Saga Pattern
Architecture
Why Not Just Use 2PC?
Two-phase commit works when all participants are part of the same system, controlled by the same team, with similar availability targets. Your order service, inventory service, and payment service are all your PostgreSQL databases? Use 2PC.
But in a real microservice architecture, these are separate services run by separate teams, deployed independently, with different databases. The payment service might be a third-party API. The shipping service might go down for maintenance on Tuesdays. Holding distributed locks across all of these while waiting for each to say "yes, I can commit" is fragile. If any participant is slow, every participant is blocked.
Sagas take a different approach. Instead of locking everything and committing atomically, execute each step independently and roll back on failure using compensating actions. You trade atomicity for availability and loose coupling.
How Sagas Work
A saga breaks a distributed transaction into a series of local transactions. Each local transaction updates one service and publishes an event or notifies the next step. If any step fails, previously completed steps are undone by running compensating transactions in reverse order.
Example: E-commerce order flow
Forward steps:
- Order Service: Create order (status: pending)

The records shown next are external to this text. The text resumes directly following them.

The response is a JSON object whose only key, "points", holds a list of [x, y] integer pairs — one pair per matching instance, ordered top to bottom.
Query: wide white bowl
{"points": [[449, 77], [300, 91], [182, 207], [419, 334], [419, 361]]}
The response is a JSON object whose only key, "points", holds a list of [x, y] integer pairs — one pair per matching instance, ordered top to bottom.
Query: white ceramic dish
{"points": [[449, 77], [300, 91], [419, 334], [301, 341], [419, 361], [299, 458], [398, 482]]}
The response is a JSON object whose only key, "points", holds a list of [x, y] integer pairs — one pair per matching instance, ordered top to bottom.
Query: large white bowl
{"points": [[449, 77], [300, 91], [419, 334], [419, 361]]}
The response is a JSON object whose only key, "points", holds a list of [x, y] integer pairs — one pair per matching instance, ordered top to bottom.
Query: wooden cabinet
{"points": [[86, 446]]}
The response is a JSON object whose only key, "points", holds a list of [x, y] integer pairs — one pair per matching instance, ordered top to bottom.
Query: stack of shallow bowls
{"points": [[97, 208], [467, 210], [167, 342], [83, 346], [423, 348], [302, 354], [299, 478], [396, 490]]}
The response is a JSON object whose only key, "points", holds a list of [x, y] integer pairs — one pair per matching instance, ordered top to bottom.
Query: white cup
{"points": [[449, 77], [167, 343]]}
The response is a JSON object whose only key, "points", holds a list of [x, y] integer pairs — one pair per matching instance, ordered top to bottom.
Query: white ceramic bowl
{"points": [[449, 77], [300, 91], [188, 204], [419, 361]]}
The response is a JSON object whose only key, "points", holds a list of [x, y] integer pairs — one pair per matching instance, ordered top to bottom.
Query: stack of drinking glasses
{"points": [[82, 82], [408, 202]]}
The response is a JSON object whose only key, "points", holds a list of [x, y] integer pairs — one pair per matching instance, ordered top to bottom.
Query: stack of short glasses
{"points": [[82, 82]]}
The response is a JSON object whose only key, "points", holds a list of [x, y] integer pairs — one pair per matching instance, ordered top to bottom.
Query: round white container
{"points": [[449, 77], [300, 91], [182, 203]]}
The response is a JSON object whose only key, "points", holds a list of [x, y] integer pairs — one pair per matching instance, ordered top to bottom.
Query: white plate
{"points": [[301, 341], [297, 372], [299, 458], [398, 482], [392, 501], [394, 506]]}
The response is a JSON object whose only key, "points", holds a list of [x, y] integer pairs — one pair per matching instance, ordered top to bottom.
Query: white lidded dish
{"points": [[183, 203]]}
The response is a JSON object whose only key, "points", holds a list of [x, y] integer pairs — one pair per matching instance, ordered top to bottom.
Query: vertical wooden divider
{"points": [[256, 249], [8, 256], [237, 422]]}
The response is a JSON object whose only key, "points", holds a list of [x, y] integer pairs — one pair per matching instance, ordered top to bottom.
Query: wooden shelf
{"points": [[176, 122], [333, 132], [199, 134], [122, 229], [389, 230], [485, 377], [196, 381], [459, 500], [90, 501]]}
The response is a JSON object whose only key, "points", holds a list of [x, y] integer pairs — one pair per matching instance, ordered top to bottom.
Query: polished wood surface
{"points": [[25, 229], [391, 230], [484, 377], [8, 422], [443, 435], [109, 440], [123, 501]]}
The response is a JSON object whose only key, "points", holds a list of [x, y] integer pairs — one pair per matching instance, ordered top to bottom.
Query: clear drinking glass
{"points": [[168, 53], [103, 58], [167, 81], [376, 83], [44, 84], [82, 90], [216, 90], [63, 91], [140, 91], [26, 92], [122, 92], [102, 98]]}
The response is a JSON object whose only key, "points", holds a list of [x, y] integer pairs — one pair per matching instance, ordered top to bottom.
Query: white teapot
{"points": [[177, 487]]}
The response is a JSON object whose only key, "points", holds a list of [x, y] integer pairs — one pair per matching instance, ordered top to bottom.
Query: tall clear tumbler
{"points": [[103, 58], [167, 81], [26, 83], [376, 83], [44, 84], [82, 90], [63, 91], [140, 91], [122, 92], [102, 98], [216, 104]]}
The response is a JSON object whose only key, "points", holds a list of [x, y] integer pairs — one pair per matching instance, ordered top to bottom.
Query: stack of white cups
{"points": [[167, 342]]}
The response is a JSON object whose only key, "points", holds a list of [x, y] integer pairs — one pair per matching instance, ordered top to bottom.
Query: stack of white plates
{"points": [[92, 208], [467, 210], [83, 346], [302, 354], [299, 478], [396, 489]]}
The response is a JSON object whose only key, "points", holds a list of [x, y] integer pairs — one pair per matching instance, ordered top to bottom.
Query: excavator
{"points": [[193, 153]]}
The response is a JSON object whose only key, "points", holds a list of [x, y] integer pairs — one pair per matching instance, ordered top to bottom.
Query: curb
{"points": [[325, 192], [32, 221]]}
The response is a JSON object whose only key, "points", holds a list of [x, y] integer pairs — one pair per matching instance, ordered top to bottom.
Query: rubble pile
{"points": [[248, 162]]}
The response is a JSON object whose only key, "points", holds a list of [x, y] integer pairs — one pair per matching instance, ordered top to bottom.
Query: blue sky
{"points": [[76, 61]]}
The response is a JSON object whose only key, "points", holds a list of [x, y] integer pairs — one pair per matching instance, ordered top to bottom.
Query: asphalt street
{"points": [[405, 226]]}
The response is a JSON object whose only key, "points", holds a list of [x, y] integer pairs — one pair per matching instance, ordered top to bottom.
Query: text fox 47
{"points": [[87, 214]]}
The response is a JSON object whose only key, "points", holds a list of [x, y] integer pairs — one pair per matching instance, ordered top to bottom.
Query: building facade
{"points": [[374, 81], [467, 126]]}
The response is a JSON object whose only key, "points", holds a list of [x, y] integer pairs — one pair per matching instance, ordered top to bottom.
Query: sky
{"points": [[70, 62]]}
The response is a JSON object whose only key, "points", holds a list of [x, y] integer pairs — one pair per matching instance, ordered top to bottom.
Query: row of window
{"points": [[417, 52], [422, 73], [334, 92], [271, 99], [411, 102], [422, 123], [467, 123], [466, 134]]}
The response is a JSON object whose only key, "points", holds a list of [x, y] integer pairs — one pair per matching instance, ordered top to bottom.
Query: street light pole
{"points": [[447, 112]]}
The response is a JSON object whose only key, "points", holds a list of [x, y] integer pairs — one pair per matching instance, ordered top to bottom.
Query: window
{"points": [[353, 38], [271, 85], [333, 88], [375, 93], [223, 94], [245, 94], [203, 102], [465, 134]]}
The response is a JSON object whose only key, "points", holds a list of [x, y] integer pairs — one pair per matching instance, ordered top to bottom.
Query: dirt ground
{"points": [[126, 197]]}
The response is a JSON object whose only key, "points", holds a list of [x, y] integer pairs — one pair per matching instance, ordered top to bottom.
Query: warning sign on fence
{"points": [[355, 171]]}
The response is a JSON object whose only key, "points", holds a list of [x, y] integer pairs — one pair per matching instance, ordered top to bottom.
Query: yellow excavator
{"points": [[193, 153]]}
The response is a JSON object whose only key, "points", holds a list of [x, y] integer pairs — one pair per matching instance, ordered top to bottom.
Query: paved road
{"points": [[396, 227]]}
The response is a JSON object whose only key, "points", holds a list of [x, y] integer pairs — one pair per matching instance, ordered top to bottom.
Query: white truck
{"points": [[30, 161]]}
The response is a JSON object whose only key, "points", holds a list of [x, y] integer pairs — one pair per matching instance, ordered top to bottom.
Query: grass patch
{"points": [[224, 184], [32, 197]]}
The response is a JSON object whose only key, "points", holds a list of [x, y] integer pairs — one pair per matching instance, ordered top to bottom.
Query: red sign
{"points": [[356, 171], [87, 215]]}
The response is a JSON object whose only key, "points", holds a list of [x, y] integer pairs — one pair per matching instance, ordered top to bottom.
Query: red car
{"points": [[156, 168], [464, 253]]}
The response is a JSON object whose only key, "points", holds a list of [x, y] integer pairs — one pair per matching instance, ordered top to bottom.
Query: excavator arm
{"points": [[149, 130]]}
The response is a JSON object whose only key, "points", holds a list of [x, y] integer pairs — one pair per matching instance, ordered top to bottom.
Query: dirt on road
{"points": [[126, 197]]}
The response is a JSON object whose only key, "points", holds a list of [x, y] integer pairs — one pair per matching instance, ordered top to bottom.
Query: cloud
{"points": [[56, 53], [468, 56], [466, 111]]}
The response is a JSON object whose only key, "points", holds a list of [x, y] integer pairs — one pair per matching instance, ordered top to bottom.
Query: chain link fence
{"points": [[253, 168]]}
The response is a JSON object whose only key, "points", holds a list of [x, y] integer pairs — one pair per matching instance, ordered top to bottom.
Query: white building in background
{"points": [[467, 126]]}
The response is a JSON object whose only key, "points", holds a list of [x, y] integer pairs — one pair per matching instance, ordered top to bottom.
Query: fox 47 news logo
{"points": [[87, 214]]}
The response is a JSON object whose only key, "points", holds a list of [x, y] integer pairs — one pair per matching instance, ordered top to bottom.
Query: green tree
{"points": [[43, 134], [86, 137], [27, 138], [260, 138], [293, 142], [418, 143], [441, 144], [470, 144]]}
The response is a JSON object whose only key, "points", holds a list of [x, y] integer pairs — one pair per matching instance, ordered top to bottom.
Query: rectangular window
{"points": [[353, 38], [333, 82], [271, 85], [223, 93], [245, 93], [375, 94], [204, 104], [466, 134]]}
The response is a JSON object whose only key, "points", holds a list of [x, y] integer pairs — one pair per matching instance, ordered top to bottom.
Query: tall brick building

- Inventory Service: Reserve items
- Payment Service: Charge customer
- Shipping Service: Create shipment
If Payment (step 3) fails:
- Compensate Inventory: Release reserved items
- Compensate Order: Mark order as cancelled
Each compensating action is a new operation, not a database rollback. The inventory reservation was committed. The compensation is a new transaction that releases it.
Choreography: Event-Driven Sagas
In choreography, there is no central coordinator. Each service listens for events and reacts.
Order Service creates the order and publishes "OrderCreated." Inventory Service listens for "OrderCreated," reserves items, and publishes "InventoryReserved." Payment Service listens for "InventoryReserved," charges the customer, and publishes "PaymentProcessed." Shipping Service listens for "PaymentProcessed" and creates the shipment.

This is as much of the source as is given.